By Michael Collins
More than half a century since several partial meltdowns at the former Rocketdyne complex in eastern Ventura County, astronomical amounts of radiation are still being unearthed at the site, according to a new U.S. Environmental Protection Agency PowerPoint dated Feb. 22.
The presentation shows current radiation readings at the now-demolished Sodium Reactor Experiment, or SRE, at levels thousands of times above background. Background means background radiation or the radiation one would expect to find “naturally” from cosmic rays, the sun and radiation in soil and rocks, like uranium, thorium, radium and potassium.
The SRE was the site of an uncontained partial meltdown in 1959 that released hundreds of times more radiation into the environment than the Three Mile Island meltdown did 20 years later.
“This confirms what we were worried about,” said Assemblywoman Julia Brownley, D-Oak Park, a longtime leader in the fight to clean up the 2,850-acre Santa Susana Field Laboratory (SSFL) 30 miles northwest of downtown Los Angeles. “This begins to answer critical questions about what’s still up there, where, how much, and how bad?”
Brownley expressed disappointment that the site had been supposedly cleaned up twice before by lab owner Boeing and the Department of Energy, which controls Area IV where all of Rocketdyne’s nuclear work was conducted. Partial meltdowns occurred there in at least two other reactors in 1964 and 1969.
“Data show exceedance levels ran as high as 1,000 times the ‘radiation trigger levels’ (RTLs) agreed to by the Department of Energy and the California Department of Toxic Substances Control in a historic cleanup agreement signed in December 2010,” Brownley said, referring to agreements on consent with the DOE and NASA to clean up Rocketdyne to background levels of radiological and chemical contamination. “I call again on the Department of Energy to comply with the agreement that it signed, fully and unconditionally.”
That may be easier said than done. This latest U.S. EPA information appears to redefine what cleaning up to background actually is. Publicly available documents show that the levels of radiation in this part of Area IV where the SRE once stood are actually many thousands of times more contaminated than previously thought.
Just as troubling, the EPA’s RTLs, which are supposed to mirror the extensively tested and reported-on backgrounds of the numerous radionuclides at the site, were many times over the background threshold values (BTVs). So instead of cleaning up to background, much more radiation would be left in the ground, saving the government and lab owner Boeing millions in cleanup.
It is a classic bait and switch. And it almost worked.
It went unnoticed until this reporter spotted the huge discrepancy between the RTLs and BTVs because they were so obvious to anyone with any SSFL knowledge. Yet nobody else had noticed except, obviously, the EPA that created the PowerPoint with the bait-and-switched numbers in the first place.

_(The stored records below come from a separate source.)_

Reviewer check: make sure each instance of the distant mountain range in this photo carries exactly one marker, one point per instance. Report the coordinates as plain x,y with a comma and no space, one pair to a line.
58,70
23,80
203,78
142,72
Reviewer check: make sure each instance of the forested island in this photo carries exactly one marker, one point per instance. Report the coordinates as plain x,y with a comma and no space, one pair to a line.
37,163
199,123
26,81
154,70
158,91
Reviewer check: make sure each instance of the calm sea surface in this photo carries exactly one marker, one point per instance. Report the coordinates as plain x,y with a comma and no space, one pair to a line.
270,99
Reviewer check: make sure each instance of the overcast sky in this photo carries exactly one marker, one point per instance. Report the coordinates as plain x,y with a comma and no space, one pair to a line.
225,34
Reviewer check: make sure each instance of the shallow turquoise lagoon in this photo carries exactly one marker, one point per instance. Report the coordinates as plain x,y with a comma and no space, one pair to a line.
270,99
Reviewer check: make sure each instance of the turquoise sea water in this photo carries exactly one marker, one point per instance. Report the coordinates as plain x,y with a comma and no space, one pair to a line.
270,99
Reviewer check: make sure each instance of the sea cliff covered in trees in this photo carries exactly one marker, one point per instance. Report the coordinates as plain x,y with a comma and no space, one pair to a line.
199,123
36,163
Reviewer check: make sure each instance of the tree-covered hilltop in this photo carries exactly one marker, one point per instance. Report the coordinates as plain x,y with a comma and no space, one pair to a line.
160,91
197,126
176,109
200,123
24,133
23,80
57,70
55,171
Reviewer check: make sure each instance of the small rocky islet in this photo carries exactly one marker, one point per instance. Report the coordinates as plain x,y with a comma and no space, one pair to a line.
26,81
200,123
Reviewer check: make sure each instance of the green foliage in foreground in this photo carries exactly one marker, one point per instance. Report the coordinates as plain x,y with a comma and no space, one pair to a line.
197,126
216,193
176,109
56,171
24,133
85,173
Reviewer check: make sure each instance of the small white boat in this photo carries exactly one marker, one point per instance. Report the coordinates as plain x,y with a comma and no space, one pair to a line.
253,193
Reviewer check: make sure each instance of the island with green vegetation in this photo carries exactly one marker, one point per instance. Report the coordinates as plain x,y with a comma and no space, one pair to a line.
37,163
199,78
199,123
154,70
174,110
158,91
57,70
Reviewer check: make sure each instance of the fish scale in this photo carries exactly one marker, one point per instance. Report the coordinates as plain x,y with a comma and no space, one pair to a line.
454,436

One soil sample was laced with cesium-137 clocking in at 9,328 times its background, as shown in a July 2011 U.S. EPA Radiological Background Study Report for Rocketdyne in Table 8.4. Yet the EPA’s RTL in the PowerPoint is more than 25 times the same agency’s 2011 background study for subsurface samples of Cs-137, a cancer-causing radionuclide.
On a scenic bluff overlooking Simi Valley next to where the SRE once stood, leukemia-causing strontium-90 was assigned an RTL 6.47 times Sr-90’s BTV and tested at 284 times background.
Strontium-90’s RTL was more than 37 times its BTV in another sample. The hot dirt came in at more than 71 times background radiation, dug out a couple of feet below the surface. This suggests that even after two “cleanups” the area may still be facing a huge excavation job.
Fuzzy math also made its mark on the RTLs of tritium, carbon-14, cobalt-60, neptunium-239 and europa-152. All were detected by EPA at several multiples of their actual backgrounds.
Nothing could be more worrisome than the manipulation of the levels determined for plutonium-239/240. The isotope is one of the most potent radioactive killers on the planet, yet the EPA’s radiological trigger level was nearly 20 times its background. Exposure to even minute amounts of Pu-239/240 can give a person lung cancer.
Misleading and factually incorrect numbers not only reduce the radiation readings of overages at Rocketdyne, their use could lead to leaving large amounts of radiation in place once the cleanup, which has cost hundreds of millions, ends as soon as 2017.
An EPA official told the Reporter in a March 10 e-mail that he would look into the issue.
The agreements on consent, or AOCs, with DOE and NASA explicitly say that contaminated soils must be removed, not left in place or buried. Yet with these huge radiation readings and markedly lower cleanup standards that violate the agreements, the hot zone that is Rocketdyne just got a whole lot hotter.